Uzaktan Eğitim gelecekte nasıl uygulanmalı?
Birçok dünya ülkesini etkisi altında bırakan ve dolayısıyla Türkiye’yi de etkileyen salgının olduğu şu günlerde eğitim üzerine daha da fazla kafa yorma imkanına sahibiz. Eğitim ile ilgili daha fazla kitap okumak, daha fazla film izlemek gibi geleneksel yaklaşımlardan öte gerçekçi ve rasyonel bir yaklaşımla, profesyonel anlamda süreci iyi analiz etmek, derinlemesine ele almak gerekiyor. Okul-öğrenci-veli paydaşları olmak üzere eğitim süreci içerisinde doğrudan veya dolaylı olarak müdahil olan etmenleri, unsurları iyi bir sosyolojik ve psikolojik yaklaşımlarla analiz ettiğimizde uzaktan eğitim sürecini hem daha verimli ve keyifli hale dönüştürmüş hem de ideal hedeflere ulaşımı kolaylaştırmış oluruz.
Yaklaşık bir aylık yakın tarih sahnesini geriye dönüp incelediğimizde ilerleyen günlerde, hatta ilerleyen haftalar/aylar/yıllarda uzaktan eğitim modelinin ülkemizde yaygın bir şekilde devam edebileceğine yönelik çıkarımlarda bulunmak zor olmasa gerek. Yalnız şu an devam edegelen şekliyle süreceğini düşünmüyor, daha profesyonel, daha sistematik ve başka paydaşları işin içine katarak daha da etkili olabilecek bir verimlilikle yapılacağını öngörüyorum.

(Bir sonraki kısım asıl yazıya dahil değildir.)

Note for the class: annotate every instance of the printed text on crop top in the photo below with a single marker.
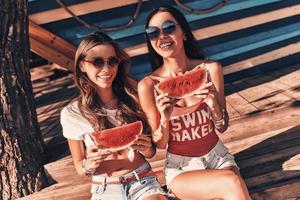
(192, 134)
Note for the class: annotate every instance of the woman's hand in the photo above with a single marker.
(164, 105)
(209, 94)
(94, 156)
(142, 143)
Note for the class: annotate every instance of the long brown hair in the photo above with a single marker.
(89, 103)
(191, 47)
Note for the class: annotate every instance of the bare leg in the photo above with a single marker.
(156, 197)
(209, 184)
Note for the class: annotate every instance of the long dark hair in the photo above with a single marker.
(191, 47)
(89, 103)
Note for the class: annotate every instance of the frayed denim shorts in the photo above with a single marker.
(137, 189)
(217, 158)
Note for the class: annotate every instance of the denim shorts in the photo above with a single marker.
(134, 190)
(217, 158)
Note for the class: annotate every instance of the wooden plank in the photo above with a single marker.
(244, 144)
(231, 111)
(261, 123)
(271, 179)
(264, 143)
(264, 58)
(219, 29)
(64, 191)
(292, 164)
(239, 103)
(78, 9)
(262, 95)
(51, 47)
(287, 192)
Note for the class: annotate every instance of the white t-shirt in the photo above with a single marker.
(76, 127)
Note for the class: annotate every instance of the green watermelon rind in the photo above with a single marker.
(108, 133)
(187, 81)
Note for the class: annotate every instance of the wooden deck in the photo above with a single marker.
(264, 134)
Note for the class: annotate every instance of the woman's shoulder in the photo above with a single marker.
(212, 65)
(71, 110)
(147, 82)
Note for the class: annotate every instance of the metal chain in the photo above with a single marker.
(200, 11)
(106, 29)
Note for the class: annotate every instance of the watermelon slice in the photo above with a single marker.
(183, 85)
(118, 138)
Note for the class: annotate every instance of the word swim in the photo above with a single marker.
(191, 126)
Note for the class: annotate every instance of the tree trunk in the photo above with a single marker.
(21, 144)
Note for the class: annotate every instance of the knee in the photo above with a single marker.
(236, 186)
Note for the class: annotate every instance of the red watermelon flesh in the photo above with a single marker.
(117, 138)
(183, 85)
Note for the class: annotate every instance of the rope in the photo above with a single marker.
(200, 11)
(106, 29)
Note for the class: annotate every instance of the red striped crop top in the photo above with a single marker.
(192, 134)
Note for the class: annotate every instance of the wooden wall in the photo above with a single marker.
(248, 37)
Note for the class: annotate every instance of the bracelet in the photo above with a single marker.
(221, 122)
(88, 173)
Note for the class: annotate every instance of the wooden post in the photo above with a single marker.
(21, 144)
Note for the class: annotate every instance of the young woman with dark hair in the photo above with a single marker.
(198, 165)
(108, 99)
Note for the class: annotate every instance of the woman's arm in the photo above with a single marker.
(86, 164)
(217, 78)
(77, 152)
(148, 103)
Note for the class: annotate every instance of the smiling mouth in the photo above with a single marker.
(104, 77)
(165, 45)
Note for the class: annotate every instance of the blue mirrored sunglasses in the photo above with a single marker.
(168, 27)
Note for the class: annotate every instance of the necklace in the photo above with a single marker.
(111, 104)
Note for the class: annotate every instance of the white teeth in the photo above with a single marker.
(104, 76)
(166, 44)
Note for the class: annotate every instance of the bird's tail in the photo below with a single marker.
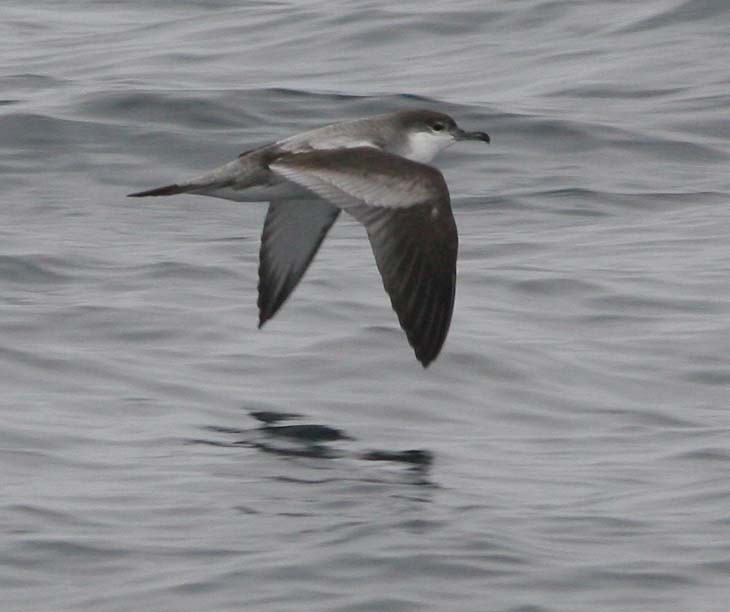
(220, 177)
(166, 190)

Salgının ortaya çıkmadan önce normal olarak eğitimin verildiği okullardaki eğitim süreci ile şu an verilmekte olan uzaktan eğitim süreci arasında var olan bazı ortak noktalar, olaylar örgüsünü daha iyi analiz etmemizi, daha sağlıklı kararlar almamızı ve uygulamada nelere daha çok dikkat etmemiz gerekeceği hususunda bizlere yol gösterici olabilir. Okullarda akademik anlamdaki başarıyı, çocuğun huzur ve mutluluğunu, eğitime yönelmesindeki istek ve arzusunu arttırıcı unsurlar uzaktan eğitim sürecine kesinlikle dahil edilmelidir. Çocuğa iyi gelebilecek her parametre göz önünde bulundurulmalı ve gerek bizzat gerekirse de format değişikliği ile sürece uyarlanarak uzaktan eğitime dahil edilmelidir. Elbette okulda yapamadığımız, başaramadığımız veya eksik bıraktığımız noktaları da tespit ederek, uzaktan eğitime dahil edilebilecek bir formatla sürece dahil etmemiz gerekiyor. Mesela okulda öğrencinin istediği haliyle yapılamayan ve tüm sınıflarda eş zamanlı sürdürülen “eğitim süreci”, evde, çocuğun isteği doğrultusunda “esnek bir zamanlama” ile uygulanabilir hale getirilebilir mi? Okulda çocuk istediği zaman ders çalışma, istediği zaman teneffüs, istediği zaman sportif faaliyetler gibi esnek bir sistemin işleyişi söz konusu değil. Kararları ve kuralları önceden belirlenmiş planlı bir sistemin işleyişi söz konusu… Peki okul eğitimi ile uzaktan eğitim arasında var olan ya da minimal düzeyde de olsa var olması gereken ortak noktalar nelerdir? Hepsini yazmak isterdim ama yer sıkıntısı nedeni ile bir iki tanesine bir göz atalım:
BİR: Okullarda işletilen “ödül ve ceza” sistemi uzaktan eğitim aşmasında ebeveynler tarafından da işletilmeli. Süreci takip eden, gereklilikleri yerine getiren, başarı yolunda ilerleyen öğrenciler, kendi anne ve babaları tarafından ev/aile ortamı içerisinde küçük de olsa ödüllendirilmeli. Okullarda yanlış bir sistematik ile işletildiği gibi daha çok ceza yöntemi işletilmemeli. Çizgi film izlemesine, faydalı oyunlar oynamasına, istediği yemekleri yemesine müsaade edilmesi gibi ödüller verilebilir. Uzaktan eğitim sürecinin gerekliliğini yerine getirmeyen çocuklara ise asla şiddet uygulamak, izole etmek, dışlamak, ağır cezalar uygulamak gibi yaptırımlar yapılmamalı. Daha önce günlük 3 çizgi filim izleniyor ise 2’ye düşürülebileceği, 2 saat oyun oynanıyor ise 1 saate düşürülebileceği gibi mahrum ettirilmeden azaltılan bir yöntem ile ceza sistemi uygulanmalı. Aksi takdirde çocuğun kişiliğine zarar verileceği asla unutulmamalı.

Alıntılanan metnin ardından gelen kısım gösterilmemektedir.